さっさと面倒ごとを終わらせて明日は憂いのない睡眠をするんだー!!!!
私は見回りに気をつけつつ、屋敷内を回り続ける。
そして、いくつか札付きの扉を見つけて、中を覗いてみたけどハズレだった_
_ 「たぶん、ここが最後…だよね?」
気づけば最上階の3階まで上がっていた。階段を上がった先には、扉が1つだけあり、その扉のドアノブに青い札が掛けられていた。
(この階には部屋が1つしかないみたい。というか、ここって屋根裏部屋だよね?)
屋根裏部屋なのに、札が掛けられているということは、物置きというわけではなく、ここも立派な部屋なのだろう。イメージは沸かないけど。
「し、失礼しまーす。
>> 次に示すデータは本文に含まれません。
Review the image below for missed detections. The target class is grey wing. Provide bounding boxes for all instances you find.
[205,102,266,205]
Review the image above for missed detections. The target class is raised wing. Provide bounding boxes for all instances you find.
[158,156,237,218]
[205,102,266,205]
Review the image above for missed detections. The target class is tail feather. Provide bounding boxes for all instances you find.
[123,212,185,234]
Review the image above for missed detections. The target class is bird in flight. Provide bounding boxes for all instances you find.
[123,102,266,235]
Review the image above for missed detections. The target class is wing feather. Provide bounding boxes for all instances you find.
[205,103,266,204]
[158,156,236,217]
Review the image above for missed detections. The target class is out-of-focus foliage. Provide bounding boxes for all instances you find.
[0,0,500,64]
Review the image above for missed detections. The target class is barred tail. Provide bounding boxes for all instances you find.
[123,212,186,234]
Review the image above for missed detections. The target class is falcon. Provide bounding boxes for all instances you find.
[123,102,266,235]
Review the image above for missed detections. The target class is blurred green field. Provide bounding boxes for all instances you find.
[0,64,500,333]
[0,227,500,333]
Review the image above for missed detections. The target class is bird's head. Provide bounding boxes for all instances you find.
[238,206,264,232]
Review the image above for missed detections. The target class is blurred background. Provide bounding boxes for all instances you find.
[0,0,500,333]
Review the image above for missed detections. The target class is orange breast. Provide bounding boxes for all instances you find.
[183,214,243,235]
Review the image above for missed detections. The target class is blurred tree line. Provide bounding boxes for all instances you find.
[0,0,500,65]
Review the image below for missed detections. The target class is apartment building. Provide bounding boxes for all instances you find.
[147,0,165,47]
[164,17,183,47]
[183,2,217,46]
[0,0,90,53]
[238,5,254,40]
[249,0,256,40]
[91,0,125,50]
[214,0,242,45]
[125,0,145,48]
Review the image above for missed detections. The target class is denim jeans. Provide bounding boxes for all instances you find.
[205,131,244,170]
」
私は客室(仮?)に足を踏み入れてみると、屋根裏部屋とは思えないほど、ちゃんと部屋だった。
天井が低めなのを除けば他の部屋と大差ないようにみえる。これぞまさしくDIYという感じ。
けど、この部屋には誰もいなかった。
(ここもハズレかぁ。この客室にいると思ってたんだけど、客室ではかったのかも。)
完全に手詰まりだなーと思いながら、私はこの部屋を出ようと扉の前まで引き返す。
扉を開けるために、ドアノブに触れようとした次の瞬間_
『……お前、何者だ?』
背後から手が伸びたと思ったら、逃げ場を塞がれてしまっていた。
_正体はもちろん、第2王子のルイ・ライラック殿下。彼しかいない。
私はゆっくり振り返る。するとそこに、黒髪赤目の男の子がそこにいた。夜だったせいもあって、赤い目が映えていて、少し恐ろしく見えた。けどそれ以上に…
「綺麗…」
鮮やかな赤の瞳がとても美しかった。